Actress Kate Reinders, now in the Broadway revival of Gypsy, is featured on the album and performed in Minneapolis. On Broadway, Jennifer Gambatese played the role Reinders originated. The disc is an "original cast album" not a "Broadway cast album."

Songs in the score include "A Year With Frog and Toad," "It's Spring," "Seeds," "The Letter," "Getta Loada Toad," "Alone," "Cookies," "The Kite," "He'll Never Know," "Shivers," "Down the Hill," "I'm Coming Out of My Shell," "Toad to the Rescue" and "Merry Almost Christmas."

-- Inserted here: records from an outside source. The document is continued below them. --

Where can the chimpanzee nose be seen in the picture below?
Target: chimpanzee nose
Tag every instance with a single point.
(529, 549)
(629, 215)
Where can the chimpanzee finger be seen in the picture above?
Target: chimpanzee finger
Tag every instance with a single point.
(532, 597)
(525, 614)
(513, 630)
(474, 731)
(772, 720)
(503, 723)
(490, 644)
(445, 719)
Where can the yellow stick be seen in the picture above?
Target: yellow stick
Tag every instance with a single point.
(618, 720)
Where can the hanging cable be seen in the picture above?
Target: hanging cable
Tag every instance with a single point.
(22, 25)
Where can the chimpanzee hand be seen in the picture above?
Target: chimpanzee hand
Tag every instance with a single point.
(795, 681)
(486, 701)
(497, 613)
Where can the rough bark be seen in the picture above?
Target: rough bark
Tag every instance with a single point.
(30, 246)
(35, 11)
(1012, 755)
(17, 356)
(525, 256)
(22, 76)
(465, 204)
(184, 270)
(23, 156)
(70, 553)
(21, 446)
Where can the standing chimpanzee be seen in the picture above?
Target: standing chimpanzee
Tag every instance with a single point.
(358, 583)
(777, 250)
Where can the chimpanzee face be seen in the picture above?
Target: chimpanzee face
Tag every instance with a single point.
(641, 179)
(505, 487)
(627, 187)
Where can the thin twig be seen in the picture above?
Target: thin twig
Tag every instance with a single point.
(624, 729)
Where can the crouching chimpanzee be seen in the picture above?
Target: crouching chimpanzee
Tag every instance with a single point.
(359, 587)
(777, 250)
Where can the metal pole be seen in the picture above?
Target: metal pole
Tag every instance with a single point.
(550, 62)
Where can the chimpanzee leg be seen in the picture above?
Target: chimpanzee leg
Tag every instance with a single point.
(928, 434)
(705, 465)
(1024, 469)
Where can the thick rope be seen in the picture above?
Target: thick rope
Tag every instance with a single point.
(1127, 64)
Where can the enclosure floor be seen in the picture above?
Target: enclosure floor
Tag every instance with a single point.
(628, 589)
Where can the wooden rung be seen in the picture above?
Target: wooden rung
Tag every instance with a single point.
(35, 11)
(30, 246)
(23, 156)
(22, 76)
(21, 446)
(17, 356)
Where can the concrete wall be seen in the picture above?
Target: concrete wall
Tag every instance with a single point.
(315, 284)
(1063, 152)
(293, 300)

The show earned 2003 Tony Award nominations for Best Musical, Best Book and Best Score. Jay Goede played Frog and Mark Linn-Baker (Lobel's husband) was Toad. The cast included Danielle Ferland, Jennifer Gambatese and Frank Vlastnik (who was an audience favorite as "the snail with the mail," whose delivery was — naturally — slow). Linda Twine conducted, and Irwin Fisch handled the orchestrations.

David Petrarca directed and Daniel Pelzig choreographed. A Year With Frog and Toad opened Sunday, April 13.

Philip Chaffin, co-founder of PS Classics, told Playbill On Line, "The fit with PS Classics felt really good. The way the score, like the books, takes off from the past, with the innocence and charm of an earlier era, but then adds its own brand of wit and sophistication — that blend of old and new is one of the things we keep trying to do here. We're very pleased to be able to give the CD the wide exposure it deserves."

For more information, visit www.psclassics.com.

*

The show was groundbreaking in that it brought professional children's theatre to the Broadway arena, sparking the interest of the age 3-to-10 set. Kids beamed with delight — and so did their parents — as they saw Arnold Lobel's kid lit classics, about forest creatures and their daily (human-like) lives, come to life.

"People keep saying we are pioneers and we will see this will have an effect in the future," Lobel said of planting the theatre seed in kids. "I hope [producers] make room for that audience. If we don't do theatre for that age group, there won't be theatre in the next 20 years or 30 years. The disappointment is that it doesn't seem like a lot of people are bringing their children to the theatre."

What would Lobel's father, the creator of Frog and Toad, have thought of A Year With Frog and Toad on Broadway?

"He loved theatre, he was gaga about theatre — he would have been tickled green," she said, adding he would have loved the fact that his son-in-law was Toad.

Frog and Toad was produced by Bob Boyett, Lobel, Michael Gardner, Lawrence Horowitz and Roy Furman and Scott E. Nederlander.